Comme d'autres groupes de télévision américains, NBC investit le marché hors domicile. Dans le cadre de sa filliale spécialisée, NBC Everywhere diffuse NBC Transit sur les quais des gares de la banlieue new-yorkaise, entre New Jersey et Manhattan (PATH), parfois également dans les wagons. L'ensemble constituera à terme un réseau de  2 500 à 3 000 écrans numériques diffusant des informations locales et nationales ainsi que du divertissement (en provenance des chaînes du groupe (MSNBC, NBC, LXTV) et de sa station new-yorkaise, WNBC (O&O). L'opération est conduite avec JCDecaux. Comme en médiaplanning télévision, la régie publicitaire commercialise l'espace selon les tranches horaires, les quais de gare, etc. 

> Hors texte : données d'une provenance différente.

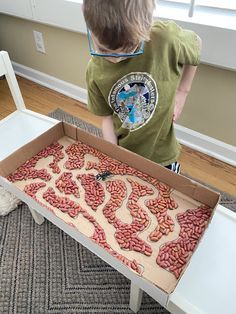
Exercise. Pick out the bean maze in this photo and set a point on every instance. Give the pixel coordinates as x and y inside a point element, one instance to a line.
<point>149,228</point>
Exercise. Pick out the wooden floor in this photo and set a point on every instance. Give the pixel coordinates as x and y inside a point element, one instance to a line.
<point>43,100</point>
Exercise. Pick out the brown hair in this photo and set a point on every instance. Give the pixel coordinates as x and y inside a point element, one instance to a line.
<point>119,23</point>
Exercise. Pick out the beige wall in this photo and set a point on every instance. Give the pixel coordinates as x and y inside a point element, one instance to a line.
<point>211,105</point>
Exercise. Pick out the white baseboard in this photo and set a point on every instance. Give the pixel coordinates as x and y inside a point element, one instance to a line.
<point>51,82</point>
<point>200,142</point>
<point>207,145</point>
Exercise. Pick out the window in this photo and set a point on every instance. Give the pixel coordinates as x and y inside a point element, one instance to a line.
<point>219,13</point>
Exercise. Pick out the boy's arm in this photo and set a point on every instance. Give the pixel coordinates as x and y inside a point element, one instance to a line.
<point>184,86</point>
<point>108,130</point>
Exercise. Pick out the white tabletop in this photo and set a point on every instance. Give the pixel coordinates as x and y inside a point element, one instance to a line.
<point>208,284</point>
<point>20,128</point>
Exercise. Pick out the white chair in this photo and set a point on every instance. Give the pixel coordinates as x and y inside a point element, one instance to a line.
<point>22,125</point>
<point>17,129</point>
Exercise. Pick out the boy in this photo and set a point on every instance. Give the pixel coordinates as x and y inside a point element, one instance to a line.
<point>139,76</point>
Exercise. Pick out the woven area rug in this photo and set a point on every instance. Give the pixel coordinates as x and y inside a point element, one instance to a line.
<point>43,270</point>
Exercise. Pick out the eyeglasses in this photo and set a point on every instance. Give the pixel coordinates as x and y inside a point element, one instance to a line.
<point>114,55</point>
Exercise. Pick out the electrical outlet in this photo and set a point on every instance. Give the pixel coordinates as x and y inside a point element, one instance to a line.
<point>39,43</point>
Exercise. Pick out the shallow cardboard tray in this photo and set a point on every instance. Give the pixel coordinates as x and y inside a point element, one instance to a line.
<point>182,184</point>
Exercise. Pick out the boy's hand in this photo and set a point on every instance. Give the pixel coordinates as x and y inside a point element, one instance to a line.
<point>180,98</point>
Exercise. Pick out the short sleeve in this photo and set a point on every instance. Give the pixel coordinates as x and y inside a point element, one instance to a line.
<point>187,46</point>
<point>96,102</point>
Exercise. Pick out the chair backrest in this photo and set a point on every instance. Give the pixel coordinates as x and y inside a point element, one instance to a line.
<point>7,70</point>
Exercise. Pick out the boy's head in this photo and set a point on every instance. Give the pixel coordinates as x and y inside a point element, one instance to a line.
<point>119,24</point>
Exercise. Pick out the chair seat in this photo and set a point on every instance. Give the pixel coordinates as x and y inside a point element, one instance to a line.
<point>21,127</point>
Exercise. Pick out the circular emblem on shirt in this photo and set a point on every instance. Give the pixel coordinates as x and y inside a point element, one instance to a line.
<point>134,99</point>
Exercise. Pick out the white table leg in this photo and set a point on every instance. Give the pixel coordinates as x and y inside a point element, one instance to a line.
<point>39,219</point>
<point>136,295</point>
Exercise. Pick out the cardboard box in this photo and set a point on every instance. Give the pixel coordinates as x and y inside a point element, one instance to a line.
<point>156,282</point>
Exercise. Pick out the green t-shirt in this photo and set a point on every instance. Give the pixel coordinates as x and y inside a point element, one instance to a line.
<point>139,92</point>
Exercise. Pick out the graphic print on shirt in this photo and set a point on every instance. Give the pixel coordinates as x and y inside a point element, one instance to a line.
<point>134,99</point>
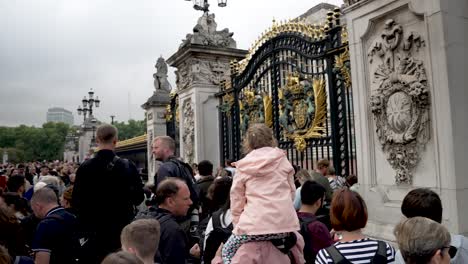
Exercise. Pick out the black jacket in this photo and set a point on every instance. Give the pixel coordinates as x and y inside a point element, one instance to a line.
<point>176,168</point>
<point>105,196</point>
<point>173,243</point>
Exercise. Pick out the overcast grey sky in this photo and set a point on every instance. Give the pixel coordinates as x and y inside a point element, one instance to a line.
<point>53,51</point>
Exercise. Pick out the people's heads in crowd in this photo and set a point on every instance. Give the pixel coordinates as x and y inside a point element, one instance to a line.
<point>229,162</point>
<point>43,200</point>
<point>50,181</point>
<point>65,199</point>
<point>163,147</point>
<point>44,170</point>
<point>302,176</point>
<point>16,203</point>
<point>348,211</point>
<point>194,168</point>
<point>351,180</point>
<point>106,136</point>
<point>121,257</point>
<point>220,192</point>
<point>4,256</point>
<point>422,202</point>
<point>173,195</point>
<point>205,168</point>
<point>422,240</point>
<point>258,135</point>
<point>21,169</point>
<point>322,166</point>
<point>312,194</point>
<point>141,237</point>
<point>17,184</point>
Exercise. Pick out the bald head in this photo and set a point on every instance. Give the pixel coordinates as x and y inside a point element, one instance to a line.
<point>45,195</point>
<point>106,134</point>
<point>163,147</point>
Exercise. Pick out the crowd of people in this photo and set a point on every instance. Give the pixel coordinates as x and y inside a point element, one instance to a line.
<point>259,209</point>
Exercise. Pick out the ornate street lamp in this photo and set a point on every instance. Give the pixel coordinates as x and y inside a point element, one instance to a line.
<point>87,105</point>
<point>202,5</point>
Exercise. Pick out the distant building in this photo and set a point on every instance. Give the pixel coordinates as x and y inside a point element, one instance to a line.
<point>57,114</point>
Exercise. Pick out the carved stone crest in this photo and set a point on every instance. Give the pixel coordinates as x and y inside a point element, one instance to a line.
<point>205,33</point>
<point>400,104</point>
<point>303,104</point>
<point>255,108</point>
<point>202,72</point>
<point>189,131</point>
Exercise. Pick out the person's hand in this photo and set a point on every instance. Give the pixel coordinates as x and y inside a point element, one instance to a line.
<point>195,251</point>
<point>220,250</point>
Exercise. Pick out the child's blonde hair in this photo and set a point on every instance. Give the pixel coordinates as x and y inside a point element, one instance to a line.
<point>258,136</point>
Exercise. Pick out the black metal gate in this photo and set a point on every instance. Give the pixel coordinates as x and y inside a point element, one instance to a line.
<point>296,80</point>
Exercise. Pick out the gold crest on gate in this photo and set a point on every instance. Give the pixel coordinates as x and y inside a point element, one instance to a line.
<point>303,104</point>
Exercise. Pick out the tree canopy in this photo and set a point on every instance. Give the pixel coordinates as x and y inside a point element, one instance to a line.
<point>132,128</point>
<point>25,143</point>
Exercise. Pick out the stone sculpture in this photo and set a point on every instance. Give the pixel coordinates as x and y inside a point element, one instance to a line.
<point>160,77</point>
<point>189,132</point>
<point>205,33</point>
<point>400,104</point>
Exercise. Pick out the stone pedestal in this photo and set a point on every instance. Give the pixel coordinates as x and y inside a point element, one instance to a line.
<point>408,63</point>
<point>202,63</point>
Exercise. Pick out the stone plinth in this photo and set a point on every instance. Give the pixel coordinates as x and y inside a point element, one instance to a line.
<point>408,63</point>
<point>200,70</point>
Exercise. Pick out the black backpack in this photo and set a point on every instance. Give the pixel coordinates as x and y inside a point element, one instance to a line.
<point>304,223</point>
<point>380,256</point>
<point>216,237</point>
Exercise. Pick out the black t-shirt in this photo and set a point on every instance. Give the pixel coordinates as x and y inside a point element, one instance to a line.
<point>55,234</point>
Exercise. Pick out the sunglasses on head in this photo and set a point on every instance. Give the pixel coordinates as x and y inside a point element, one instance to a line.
<point>452,251</point>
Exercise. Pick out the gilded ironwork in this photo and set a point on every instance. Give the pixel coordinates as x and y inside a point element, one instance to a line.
<point>303,104</point>
<point>315,32</point>
<point>342,65</point>
<point>255,108</point>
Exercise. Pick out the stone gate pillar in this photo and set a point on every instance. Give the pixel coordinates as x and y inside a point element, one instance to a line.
<point>408,63</point>
<point>202,62</point>
<point>155,108</point>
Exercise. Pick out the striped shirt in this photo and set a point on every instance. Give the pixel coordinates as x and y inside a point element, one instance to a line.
<point>357,252</point>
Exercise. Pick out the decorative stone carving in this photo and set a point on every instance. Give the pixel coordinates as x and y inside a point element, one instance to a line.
<point>400,104</point>
<point>189,131</point>
<point>205,33</point>
<point>202,72</point>
<point>160,77</point>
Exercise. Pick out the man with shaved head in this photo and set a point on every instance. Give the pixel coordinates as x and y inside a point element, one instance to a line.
<point>107,189</point>
<point>54,237</point>
<point>164,151</point>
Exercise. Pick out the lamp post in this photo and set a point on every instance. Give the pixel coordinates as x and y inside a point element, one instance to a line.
<point>202,5</point>
<point>88,104</point>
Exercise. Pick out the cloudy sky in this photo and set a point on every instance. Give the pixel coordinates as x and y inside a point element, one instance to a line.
<point>53,51</point>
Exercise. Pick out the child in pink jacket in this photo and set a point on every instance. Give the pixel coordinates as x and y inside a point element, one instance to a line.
<point>262,193</point>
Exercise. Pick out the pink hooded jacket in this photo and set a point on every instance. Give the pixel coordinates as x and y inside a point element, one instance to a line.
<point>262,194</point>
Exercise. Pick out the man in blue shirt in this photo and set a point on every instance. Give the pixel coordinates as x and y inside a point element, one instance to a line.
<point>54,238</point>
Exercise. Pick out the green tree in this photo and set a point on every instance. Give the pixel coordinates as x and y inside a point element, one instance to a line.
<point>131,129</point>
<point>31,143</point>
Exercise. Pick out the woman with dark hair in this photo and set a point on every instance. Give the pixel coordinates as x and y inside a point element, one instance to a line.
<point>220,220</point>
<point>348,215</point>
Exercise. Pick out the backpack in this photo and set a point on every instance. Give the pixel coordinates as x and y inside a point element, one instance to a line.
<point>380,256</point>
<point>304,224</point>
<point>216,237</point>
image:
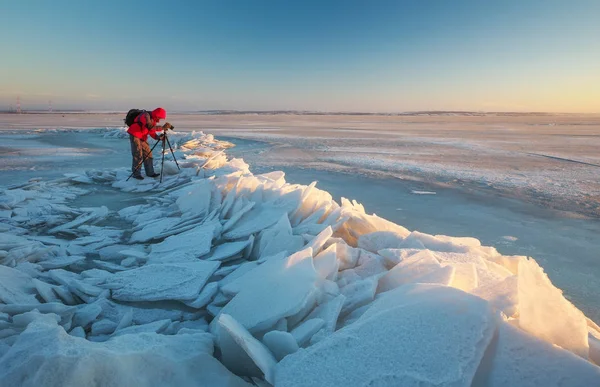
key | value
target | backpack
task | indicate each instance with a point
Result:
(132, 115)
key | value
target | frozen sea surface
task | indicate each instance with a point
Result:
(565, 245)
(264, 275)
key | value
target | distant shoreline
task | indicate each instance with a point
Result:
(318, 113)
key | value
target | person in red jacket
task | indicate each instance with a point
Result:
(145, 124)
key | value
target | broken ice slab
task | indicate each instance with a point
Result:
(196, 242)
(16, 287)
(155, 282)
(282, 289)
(93, 214)
(456, 336)
(47, 353)
(227, 251)
(256, 350)
(257, 219)
(59, 262)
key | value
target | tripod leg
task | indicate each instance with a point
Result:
(162, 165)
(142, 162)
(172, 153)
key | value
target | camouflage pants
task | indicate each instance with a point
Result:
(139, 150)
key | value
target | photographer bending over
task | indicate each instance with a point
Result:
(145, 124)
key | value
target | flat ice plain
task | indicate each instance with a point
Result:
(361, 302)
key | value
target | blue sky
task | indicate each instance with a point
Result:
(373, 56)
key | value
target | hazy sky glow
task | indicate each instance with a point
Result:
(374, 56)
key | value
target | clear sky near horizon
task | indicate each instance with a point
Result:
(371, 56)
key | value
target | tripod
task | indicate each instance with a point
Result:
(164, 139)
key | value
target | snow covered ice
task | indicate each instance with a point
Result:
(221, 277)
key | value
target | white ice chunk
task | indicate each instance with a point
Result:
(16, 287)
(86, 315)
(546, 313)
(103, 327)
(251, 277)
(329, 312)
(174, 281)
(281, 291)
(205, 296)
(303, 332)
(503, 296)
(317, 243)
(280, 343)
(194, 200)
(46, 355)
(326, 263)
(432, 342)
(196, 242)
(92, 214)
(255, 349)
(258, 218)
(154, 229)
(516, 358)
(358, 293)
(465, 276)
(45, 290)
(409, 270)
(347, 255)
(227, 251)
(380, 240)
(153, 327)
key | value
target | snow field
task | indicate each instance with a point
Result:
(225, 278)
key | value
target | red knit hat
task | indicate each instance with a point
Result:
(159, 113)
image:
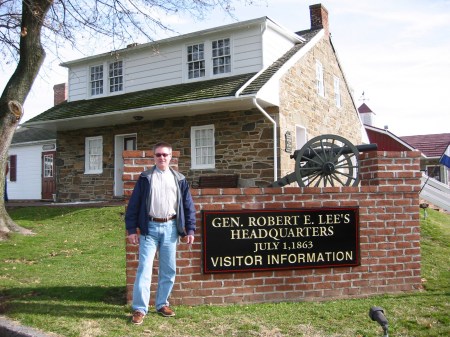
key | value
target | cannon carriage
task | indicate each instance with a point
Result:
(326, 160)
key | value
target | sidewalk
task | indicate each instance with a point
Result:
(42, 203)
(9, 328)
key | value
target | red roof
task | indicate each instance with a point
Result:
(364, 109)
(429, 145)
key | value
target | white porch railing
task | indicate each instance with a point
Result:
(435, 192)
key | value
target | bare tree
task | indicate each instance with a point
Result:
(29, 27)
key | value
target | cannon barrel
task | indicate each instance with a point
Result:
(311, 153)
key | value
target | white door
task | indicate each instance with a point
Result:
(122, 143)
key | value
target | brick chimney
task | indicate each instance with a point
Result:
(59, 93)
(319, 18)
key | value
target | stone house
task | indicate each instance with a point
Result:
(236, 99)
(31, 160)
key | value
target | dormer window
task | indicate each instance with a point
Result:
(116, 76)
(196, 60)
(97, 80)
(221, 54)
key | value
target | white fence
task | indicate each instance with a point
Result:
(435, 192)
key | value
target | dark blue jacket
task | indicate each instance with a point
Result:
(139, 205)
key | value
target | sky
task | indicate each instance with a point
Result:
(395, 52)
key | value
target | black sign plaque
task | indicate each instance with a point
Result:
(261, 240)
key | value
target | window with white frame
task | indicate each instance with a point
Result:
(93, 155)
(96, 80)
(116, 76)
(202, 147)
(319, 79)
(221, 56)
(196, 60)
(337, 91)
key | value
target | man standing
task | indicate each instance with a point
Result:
(161, 206)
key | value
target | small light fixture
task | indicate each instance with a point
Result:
(377, 314)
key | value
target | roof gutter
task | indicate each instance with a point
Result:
(275, 137)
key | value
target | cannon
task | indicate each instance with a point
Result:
(326, 160)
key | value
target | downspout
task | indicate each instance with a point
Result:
(275, 137)
(255, 103)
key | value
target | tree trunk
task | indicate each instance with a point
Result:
(16, 90)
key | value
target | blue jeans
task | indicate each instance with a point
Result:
(163, 238)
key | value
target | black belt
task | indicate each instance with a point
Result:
(150, 218)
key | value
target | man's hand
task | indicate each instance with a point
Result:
(133, 239)
(189, 239)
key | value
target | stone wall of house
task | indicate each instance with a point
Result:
(300, 103)
(243, 139)
(389, 233)
(244, 145)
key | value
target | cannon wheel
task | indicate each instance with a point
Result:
(322, 162)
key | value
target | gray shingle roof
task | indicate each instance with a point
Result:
(27, 135)
(210, 89)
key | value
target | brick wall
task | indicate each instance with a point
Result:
(389, 237)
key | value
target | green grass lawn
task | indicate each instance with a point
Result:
(69, 279)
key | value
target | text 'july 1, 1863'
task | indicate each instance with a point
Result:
(252, 240)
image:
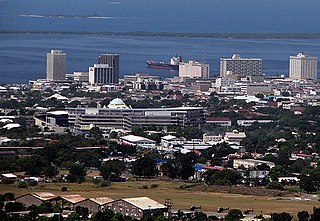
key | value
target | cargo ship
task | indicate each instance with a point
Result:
(172, 65)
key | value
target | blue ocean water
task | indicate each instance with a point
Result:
(23, 56)
(161, 15)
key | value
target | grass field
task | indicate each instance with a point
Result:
(181, 199)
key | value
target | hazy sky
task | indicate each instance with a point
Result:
(165, 15)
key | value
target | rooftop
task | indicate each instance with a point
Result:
(101, 200)
(73, 198)
(144, 203)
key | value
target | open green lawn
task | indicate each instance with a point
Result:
(181, 199)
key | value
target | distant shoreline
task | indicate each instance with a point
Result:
(173, 34)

En France, TF1 suit cette voie et diffuse à la même date un montage d'éléments de sa chaîne d'information LCI, avec JCDecaux également, sur les 300 écrans Aéo des deux aéroports parisiens (sous-titres en français et anglais, sans son). 
Ce choix est différent de celui effectué par CNN Airport Network, lancé dès 1992, qui diffuse dans 43 aéroports américains : CNN diffuse un programme avec son directionnel dont la puissance s'adapte automatiquement au niveau sonore ambiant. Selon une étude de Nielsen (2004), 92% des spectateurs de la chaîne considèrent qu'elle améliore l'environnement de l'aéroport. 
  • La télévision, avide de notoriété, soucieuse de promotion, va rechercher son audience hors du domicile.
  • Les lieux de vie que sont les gares, aéroports, stations de métro ou de bus y trouvent un double intérêt : des revenus complémentaires grâce à la publicité (nationale et locale) et, surtout, une amélioration sensible de l'environnement et de l'information des usagers en transit, captifs provisoires (on parle même de wait marketing). Les écrans embellissent les transports.
  • La question de la mesure de l'audience de tous ces écrans se pose désormais de façon lancinante et ne trouvera réponse ni dans les solutions habituelles de la publicité extérieure ni dans celles de la télévision intérieure.